Kunitz and his two older sisters, Sarah and Sophia, were raised by his mother, who had made her way from Yashwen, Kovno, Lithuania by herself in 1890, and opened a dry goods store. Yetta remarried to Mark Dine in 1912. Yetta and Mark filed for bankruptcy in 1912 and then were indicted by the U.S. District Court for concealing assets. They plead guilty and turned over USD$10,500 to the trustees. Mark Dine died when Kunitz was fourteen, when, while hanging curtains, he suffered a heart attack.

At fifteen he moved out of the house and became a butcher's assistant. Later he got a job as a cub reporter on the The Worcester Telegram, where he would continue working during his summer vacations from college.

Kunitz graduated summa cum laude in 1926 from Harvard College with an English major and a philosophy minor, and then earned a master's degree in English from Harvard the following year. He wanted to continue his studies for a doctorate degree, but was told by the university that the Anglo-Saxon students would not like to be taught by a Jew.

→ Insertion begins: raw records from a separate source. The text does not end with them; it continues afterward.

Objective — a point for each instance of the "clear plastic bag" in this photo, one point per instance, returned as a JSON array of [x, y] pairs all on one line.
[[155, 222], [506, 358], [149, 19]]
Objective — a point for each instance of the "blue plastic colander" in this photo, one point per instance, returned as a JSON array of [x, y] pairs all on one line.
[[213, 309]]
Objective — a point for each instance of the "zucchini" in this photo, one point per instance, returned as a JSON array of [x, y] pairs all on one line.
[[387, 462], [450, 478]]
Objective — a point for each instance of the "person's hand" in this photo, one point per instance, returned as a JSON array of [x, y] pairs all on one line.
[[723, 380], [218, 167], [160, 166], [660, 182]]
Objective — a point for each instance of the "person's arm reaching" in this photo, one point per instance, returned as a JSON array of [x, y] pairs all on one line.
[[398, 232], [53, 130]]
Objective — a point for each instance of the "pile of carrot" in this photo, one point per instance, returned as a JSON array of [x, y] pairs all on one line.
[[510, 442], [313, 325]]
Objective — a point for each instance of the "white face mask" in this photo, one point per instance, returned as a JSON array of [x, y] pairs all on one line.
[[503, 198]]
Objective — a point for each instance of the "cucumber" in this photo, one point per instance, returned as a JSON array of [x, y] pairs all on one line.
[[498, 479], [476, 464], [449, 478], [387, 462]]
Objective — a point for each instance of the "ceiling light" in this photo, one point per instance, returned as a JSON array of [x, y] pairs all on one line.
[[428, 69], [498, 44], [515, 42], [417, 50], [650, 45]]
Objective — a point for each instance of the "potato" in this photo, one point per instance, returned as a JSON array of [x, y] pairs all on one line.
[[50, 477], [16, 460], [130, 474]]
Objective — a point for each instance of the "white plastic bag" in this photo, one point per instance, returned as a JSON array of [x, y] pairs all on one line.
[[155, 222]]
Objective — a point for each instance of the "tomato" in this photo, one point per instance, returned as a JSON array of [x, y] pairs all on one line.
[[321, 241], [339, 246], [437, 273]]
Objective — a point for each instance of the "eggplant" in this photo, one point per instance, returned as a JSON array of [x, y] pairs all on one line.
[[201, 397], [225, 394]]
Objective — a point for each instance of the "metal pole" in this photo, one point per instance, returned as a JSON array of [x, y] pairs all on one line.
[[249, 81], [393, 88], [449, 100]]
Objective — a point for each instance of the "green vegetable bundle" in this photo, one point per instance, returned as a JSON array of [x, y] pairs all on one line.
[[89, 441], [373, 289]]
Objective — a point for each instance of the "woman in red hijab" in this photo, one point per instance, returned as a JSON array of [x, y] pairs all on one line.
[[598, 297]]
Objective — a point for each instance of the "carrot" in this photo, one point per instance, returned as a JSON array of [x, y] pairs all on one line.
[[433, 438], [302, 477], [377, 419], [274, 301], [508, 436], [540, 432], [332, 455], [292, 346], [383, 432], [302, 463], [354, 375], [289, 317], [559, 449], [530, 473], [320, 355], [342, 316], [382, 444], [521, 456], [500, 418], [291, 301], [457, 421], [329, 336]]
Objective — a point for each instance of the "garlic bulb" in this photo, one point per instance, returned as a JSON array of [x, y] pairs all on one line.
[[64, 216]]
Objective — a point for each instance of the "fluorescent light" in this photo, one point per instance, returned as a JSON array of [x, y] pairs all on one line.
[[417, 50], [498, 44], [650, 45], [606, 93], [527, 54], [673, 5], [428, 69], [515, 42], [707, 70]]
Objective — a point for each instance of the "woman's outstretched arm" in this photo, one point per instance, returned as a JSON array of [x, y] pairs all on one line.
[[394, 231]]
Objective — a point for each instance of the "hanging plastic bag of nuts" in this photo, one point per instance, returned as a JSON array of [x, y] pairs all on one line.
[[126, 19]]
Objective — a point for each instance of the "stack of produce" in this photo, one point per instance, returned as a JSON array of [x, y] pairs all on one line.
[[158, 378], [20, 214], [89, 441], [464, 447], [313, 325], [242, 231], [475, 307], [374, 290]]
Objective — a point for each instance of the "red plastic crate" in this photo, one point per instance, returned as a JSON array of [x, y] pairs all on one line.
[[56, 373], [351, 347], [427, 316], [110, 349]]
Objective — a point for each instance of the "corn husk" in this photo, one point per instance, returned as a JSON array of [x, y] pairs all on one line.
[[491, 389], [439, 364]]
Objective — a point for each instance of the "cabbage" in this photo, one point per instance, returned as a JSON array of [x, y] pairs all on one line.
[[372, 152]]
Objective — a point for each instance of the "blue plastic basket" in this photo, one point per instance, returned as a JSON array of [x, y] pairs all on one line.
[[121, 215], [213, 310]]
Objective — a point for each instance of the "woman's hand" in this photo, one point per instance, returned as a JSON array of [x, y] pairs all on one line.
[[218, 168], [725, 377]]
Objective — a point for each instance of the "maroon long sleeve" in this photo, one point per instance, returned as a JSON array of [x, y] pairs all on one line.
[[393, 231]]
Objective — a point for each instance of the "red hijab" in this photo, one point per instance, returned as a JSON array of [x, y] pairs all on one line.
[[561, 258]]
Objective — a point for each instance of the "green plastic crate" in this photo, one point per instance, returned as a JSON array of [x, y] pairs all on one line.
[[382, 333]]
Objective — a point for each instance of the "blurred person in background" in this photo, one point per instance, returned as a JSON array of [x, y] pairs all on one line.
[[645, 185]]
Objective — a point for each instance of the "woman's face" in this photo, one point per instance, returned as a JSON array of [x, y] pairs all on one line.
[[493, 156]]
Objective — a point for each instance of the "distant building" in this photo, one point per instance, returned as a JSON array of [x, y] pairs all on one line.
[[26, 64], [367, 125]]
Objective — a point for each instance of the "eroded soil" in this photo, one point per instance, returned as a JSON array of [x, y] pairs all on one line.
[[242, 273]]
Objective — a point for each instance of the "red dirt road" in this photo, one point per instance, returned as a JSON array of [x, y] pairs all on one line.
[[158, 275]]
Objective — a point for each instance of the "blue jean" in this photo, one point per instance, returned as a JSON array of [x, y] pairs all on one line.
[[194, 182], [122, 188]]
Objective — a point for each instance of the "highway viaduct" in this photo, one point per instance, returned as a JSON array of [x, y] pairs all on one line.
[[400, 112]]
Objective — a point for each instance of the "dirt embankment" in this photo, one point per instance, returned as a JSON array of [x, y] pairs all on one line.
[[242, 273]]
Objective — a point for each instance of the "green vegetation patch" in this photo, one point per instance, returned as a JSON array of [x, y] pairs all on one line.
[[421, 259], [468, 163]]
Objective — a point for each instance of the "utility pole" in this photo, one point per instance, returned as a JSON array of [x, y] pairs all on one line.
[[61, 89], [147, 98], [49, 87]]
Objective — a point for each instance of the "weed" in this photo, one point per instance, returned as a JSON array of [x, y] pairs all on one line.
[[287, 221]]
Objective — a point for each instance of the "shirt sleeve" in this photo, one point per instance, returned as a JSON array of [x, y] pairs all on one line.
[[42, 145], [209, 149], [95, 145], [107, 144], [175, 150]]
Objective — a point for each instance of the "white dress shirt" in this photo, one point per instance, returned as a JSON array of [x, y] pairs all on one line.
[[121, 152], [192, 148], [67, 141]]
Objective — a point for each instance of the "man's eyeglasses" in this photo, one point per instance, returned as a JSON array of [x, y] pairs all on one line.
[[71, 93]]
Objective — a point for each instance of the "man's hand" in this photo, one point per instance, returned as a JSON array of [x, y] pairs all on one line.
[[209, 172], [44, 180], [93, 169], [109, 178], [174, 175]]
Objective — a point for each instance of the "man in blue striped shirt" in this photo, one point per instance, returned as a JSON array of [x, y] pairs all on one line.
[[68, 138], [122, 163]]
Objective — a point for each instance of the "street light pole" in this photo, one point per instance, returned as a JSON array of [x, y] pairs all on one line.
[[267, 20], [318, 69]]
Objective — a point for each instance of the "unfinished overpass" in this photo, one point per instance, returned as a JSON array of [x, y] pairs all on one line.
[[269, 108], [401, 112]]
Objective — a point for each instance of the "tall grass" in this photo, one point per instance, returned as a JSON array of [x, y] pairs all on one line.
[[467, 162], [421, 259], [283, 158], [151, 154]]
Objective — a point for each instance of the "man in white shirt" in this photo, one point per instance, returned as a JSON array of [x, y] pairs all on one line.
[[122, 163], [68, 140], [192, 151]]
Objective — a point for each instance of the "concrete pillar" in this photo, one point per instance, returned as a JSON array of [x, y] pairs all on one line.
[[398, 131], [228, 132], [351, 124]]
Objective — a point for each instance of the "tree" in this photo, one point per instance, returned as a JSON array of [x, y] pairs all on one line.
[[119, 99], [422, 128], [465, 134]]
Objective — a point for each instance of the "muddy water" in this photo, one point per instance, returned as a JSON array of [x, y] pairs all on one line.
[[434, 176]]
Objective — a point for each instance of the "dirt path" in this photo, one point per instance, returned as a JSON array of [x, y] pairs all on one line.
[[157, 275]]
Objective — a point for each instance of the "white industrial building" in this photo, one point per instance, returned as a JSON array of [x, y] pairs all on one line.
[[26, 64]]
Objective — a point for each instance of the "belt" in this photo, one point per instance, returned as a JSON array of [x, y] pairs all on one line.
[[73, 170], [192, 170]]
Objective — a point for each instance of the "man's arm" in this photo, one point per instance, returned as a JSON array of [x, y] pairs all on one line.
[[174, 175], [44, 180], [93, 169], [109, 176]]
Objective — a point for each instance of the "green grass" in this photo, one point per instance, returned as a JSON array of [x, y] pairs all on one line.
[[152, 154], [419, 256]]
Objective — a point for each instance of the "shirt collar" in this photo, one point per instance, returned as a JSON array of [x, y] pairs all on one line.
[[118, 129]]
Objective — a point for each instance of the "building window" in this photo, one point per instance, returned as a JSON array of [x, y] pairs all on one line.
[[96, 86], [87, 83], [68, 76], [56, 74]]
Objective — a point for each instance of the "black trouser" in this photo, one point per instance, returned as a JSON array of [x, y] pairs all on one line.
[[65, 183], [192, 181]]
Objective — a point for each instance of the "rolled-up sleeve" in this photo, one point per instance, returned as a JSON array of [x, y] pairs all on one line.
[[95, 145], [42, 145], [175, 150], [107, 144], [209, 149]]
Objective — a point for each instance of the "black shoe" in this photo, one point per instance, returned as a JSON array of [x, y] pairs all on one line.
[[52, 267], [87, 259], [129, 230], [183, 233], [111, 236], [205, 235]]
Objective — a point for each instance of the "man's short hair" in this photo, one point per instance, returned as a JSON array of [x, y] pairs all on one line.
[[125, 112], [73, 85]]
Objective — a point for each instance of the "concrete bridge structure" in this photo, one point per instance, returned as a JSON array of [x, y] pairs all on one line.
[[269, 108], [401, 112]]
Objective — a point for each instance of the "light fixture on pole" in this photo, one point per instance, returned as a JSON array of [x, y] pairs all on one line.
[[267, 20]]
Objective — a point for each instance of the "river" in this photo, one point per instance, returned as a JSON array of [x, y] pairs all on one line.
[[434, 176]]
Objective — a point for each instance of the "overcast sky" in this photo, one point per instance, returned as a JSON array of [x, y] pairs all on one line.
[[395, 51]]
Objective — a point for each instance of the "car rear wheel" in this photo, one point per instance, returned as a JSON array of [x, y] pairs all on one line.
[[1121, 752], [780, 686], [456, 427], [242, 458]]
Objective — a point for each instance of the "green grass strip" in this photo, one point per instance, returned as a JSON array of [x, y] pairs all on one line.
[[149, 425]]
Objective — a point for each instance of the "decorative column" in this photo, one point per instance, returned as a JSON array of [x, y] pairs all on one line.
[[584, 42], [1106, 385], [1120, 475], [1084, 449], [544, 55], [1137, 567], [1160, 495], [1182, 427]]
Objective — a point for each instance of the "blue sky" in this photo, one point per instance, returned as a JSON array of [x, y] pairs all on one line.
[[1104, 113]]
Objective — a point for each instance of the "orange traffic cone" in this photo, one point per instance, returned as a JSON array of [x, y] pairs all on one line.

After Harvard, he worked as a reporter for The Worcester Telegram, and as editor for the H.W. Wilson Company in New York City. He then founds and edits Wilson Library Bulletin and starts the Author Biographical Studies. Kunitz married Helen Pearce in 1930, they divorced in 1937. In 1935 he moves to New Hope, Pennsylvania and befriends Theodore Roethke. He married Eleanor Evans in 1939, they had a daughter Gretchen in 1950, and he divorces Eleanor in 1958.

At Wilson Company, Kunitz served as editor as co-editor for Twentieth Century Authors, among other reference works. In 1931, as Dilly Tante, he edited Living Authors, a Book of Biographies. His poems began to appear in Poetry, Commonweal, The New Republic, The Nation, and The Dial.

During World War II he was drafted into the Army in 1943 as a conscientious objector, went through basic training three times, Kunitz served as a noncombatant at Gravely Point, Washington in the Air Transport Command in charge of information and education. He refused a commission and was discharged with the rank of staff sergeant.

After the war, he began a teaching career at Bennington College (1946–1949; taking over from his friend Roethke), New York State Teachers College in Potsdam, New York, New School for Social Research, University of Washington, Queens College, Vassar, Brandeis, Yale, Rutgers, and a 22-year stint at Columbia University.

After his divorce from Eleanor he married the painter and poet Elise Asher (January 15, 1912 - March 8, 2004) in 1958, who had been previously married to artist Nanno de Groot. His marriage to Asher leads to friendships with artists Philip Guston and more so with Mark Rothko.

Kunitz's poetry has won praise from all circles as being profound and well written. He was the New York State Poet Laureate from 1987 to 1989. He continued to write and publish as late as 2005, at the age of 100. Many believe his poetry's symbolism is influenced significantly by the work of Carl Jung. Kunitz was an influence on many 20th century poets, including James Wright, Mark Doty, Louise Glück, and Carolyn Kizer.

His third wife, artist Elise Asher, died at the age of 92 at her home in Greenwich Village in 2004.

Kunitz divided his time between New York City and Provincetown, Massachusetts, for most of his life. He enjoyed gardening and maintained one of the most impressive seaside gardens in Provincetown. He was a founder of the Fine Arts Work Center in Provincetown, where he was a mainstay of the literary community, and of Poets House in Manhattan.

He was awarded the Peace Abbey Courage of Conscience award in Sherborn, Massachusetts in October 1998.

He died in 2006 at his home in Manhattan. He had previously come close to death, and reflected on the experience in his last book, a collection of essays, The Wild Braid: A Poet Reflects on a Century in the Garden.